Soluble Urokinase-Type Plasminogen Activator Receptor Plasma Concentration May Predict Susceptibility to High Altitude Pulmonary Edema

• Published in: Mediators of Inflammation Vol. 2016; no. 2016; pp. 430 - 437-039
• Main Authors: Dehnert, Christoph, Auinger, Katja, Schoeb, Michele, Zügel, Stefanie, Hilty, Matthias Peter, Maggiorini, Marco
• Format: Journal Article
• Language: English
• Published: Cairo, Egypt Hindawi Limiteds 01.01.2016; Hindawi Publishing Corporation; John Wiley & Sons, Inc; Wiley
• Subjects: Adult; Altitude; Altitude Sickness - blood; Altitude Sickness - immunology; Altitude Sickness - prevention & control; Blood Gas Analysis; C-Reactive Protein - metabolism; Cardiovascular diseases; Colleges & universities; Dexamethasone; Dexamethasone - therapeutic use; Disease Susceptibility; Edema; Female; Humans; Hypertension, Pulmonary - blood; Hypertension, Pulmonary - immunology; Hypertension, Pulmonary - prevention & control; Hypotheses; Hypoxia; Hypoxia - immunology; Hypoxia - metabolism; Hypoxia - physiopathology; Inflammation; Inflammation - immunology; Inflammation - metabolism; Inflammation - physiopathology; Interleukin-6 - metabolism; Male; Middle Aged; Mountain sickness; Plasma; Population; Prognosis; Proteins; Pulmonary edema; Receptors, Urokinase Plasminogen Activator - blood; Rodents; Self evaluation; Tumor necrosis factor-TNF; Urokinase
• ISSN: 0962-9351; 1466-1861
• DOI: 10.1155/2016/1942460

Introduction. Acute exposure to high altitude induces inflammation. However, the relationship between inflammation and high altitude related illness such as high altitude pulmonary edema (HAPE) and acute mountain sickness (AMS) is poorly understood. We tested if soluble urokinase-type plasminogen activator receptor (suPAR) plasma concentration, a prognostic factor for cardiovascular disease and marker for low grade activation of leukocytes, will predict susceptibility to HAPE and AMS. Methods. 41 healthy mountaineers were examined at sea level (SL, 446 m) and 24 h after rapid ascent to 4559 m (HA). 24/41 subjects had a history of HAPE and were thus considered HAPE-susceptible (HAPE-s). Out of the latter, 10/24 HAPE-s subjects were randomly chosen to suppress the inflammatory cascade with dexamethasone 8 mg bid 24 h prior to ascent.

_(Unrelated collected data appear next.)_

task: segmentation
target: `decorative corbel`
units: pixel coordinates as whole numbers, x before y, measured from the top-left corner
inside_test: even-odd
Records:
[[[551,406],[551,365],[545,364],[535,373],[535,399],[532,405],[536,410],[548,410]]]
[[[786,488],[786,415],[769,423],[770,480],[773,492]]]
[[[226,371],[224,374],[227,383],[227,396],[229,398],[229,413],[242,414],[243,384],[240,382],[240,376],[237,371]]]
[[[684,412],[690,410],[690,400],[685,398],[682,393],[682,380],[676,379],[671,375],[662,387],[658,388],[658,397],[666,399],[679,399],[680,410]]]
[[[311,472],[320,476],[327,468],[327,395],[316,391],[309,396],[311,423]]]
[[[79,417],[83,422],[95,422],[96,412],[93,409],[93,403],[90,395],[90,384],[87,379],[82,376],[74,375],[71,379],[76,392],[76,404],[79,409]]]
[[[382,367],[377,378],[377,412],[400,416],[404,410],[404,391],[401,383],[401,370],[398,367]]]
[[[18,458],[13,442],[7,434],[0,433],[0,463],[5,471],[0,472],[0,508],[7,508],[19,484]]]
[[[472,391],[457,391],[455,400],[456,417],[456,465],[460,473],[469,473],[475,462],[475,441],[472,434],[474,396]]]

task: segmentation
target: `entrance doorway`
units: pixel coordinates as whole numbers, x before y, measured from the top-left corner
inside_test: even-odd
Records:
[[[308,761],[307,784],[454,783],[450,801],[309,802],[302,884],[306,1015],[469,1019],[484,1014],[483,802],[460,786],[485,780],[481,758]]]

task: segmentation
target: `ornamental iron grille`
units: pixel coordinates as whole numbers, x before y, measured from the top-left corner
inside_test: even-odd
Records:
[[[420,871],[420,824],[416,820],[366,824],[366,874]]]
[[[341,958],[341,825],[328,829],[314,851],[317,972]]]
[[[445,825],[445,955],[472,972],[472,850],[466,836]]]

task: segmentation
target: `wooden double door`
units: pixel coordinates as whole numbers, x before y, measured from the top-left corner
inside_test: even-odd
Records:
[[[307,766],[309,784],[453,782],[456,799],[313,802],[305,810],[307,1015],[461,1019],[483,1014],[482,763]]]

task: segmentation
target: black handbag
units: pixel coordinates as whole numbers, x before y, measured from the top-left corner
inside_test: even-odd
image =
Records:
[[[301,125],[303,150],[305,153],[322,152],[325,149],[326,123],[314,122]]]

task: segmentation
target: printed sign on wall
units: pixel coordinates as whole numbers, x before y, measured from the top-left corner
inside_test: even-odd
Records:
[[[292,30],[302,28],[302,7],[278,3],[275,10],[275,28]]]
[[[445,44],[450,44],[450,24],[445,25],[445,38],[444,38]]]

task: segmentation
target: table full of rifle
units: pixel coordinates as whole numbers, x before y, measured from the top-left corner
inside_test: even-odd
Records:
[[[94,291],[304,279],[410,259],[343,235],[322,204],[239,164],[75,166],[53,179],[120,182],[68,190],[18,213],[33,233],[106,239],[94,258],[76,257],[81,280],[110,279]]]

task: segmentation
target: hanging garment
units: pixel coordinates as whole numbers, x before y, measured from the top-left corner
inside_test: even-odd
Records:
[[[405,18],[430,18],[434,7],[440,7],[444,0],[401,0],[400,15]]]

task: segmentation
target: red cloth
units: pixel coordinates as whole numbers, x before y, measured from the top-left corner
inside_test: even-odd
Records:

Results. Acute hypoxic exposure led to an acute inflammatory reaction represented by an increase in suPAR ( 1.9 ± 0.4 at SL versus 2.3 ± 0.5 at HA, p < 0.01 ), CRP ( 0.7 ± 0.5 at SL versus 3.6 ± 4.6 at HA, p < 0.01 ), and IL-6 ( 0.8 ± 0.4 at SL versus 3.3 ± 4.9 at HA, p < 0.01 ) in all subjects except those receiving dexamethasone. The ascent associated decrease in PaO2 correlated with the increase in IL-6 ( r = 0.46 , p < 0.001 ), but not suPAR ( r = 0.27 , p = 0.08 ); the increase in IL-6 was not correlated with suPAR ( r = 0.16 , p = 0.24 ). Baseline suPAR plasma concentration was higher in the HAPE-s group ( 2.0 ± 0.4 versus 1.8 ± 0.4 , p = 0.04 ); no difference was found for CRP and IL-6 and for subjects developing AMS. Conclusion. High altitude exposure leads to an increase in suPAR plasma concentration, with the missing correlation between suPAR and IL-6 suggesting a cytokine independent, leukocyte mediated mechanism of low grade inflammation. The correlation between IL-6 and PaO2 suggests a direct effect of hypoxia, which is not the case for suPAR. However, suPAR plasma concentration measured before hypoxic exposure may predict HAPE susceptibility.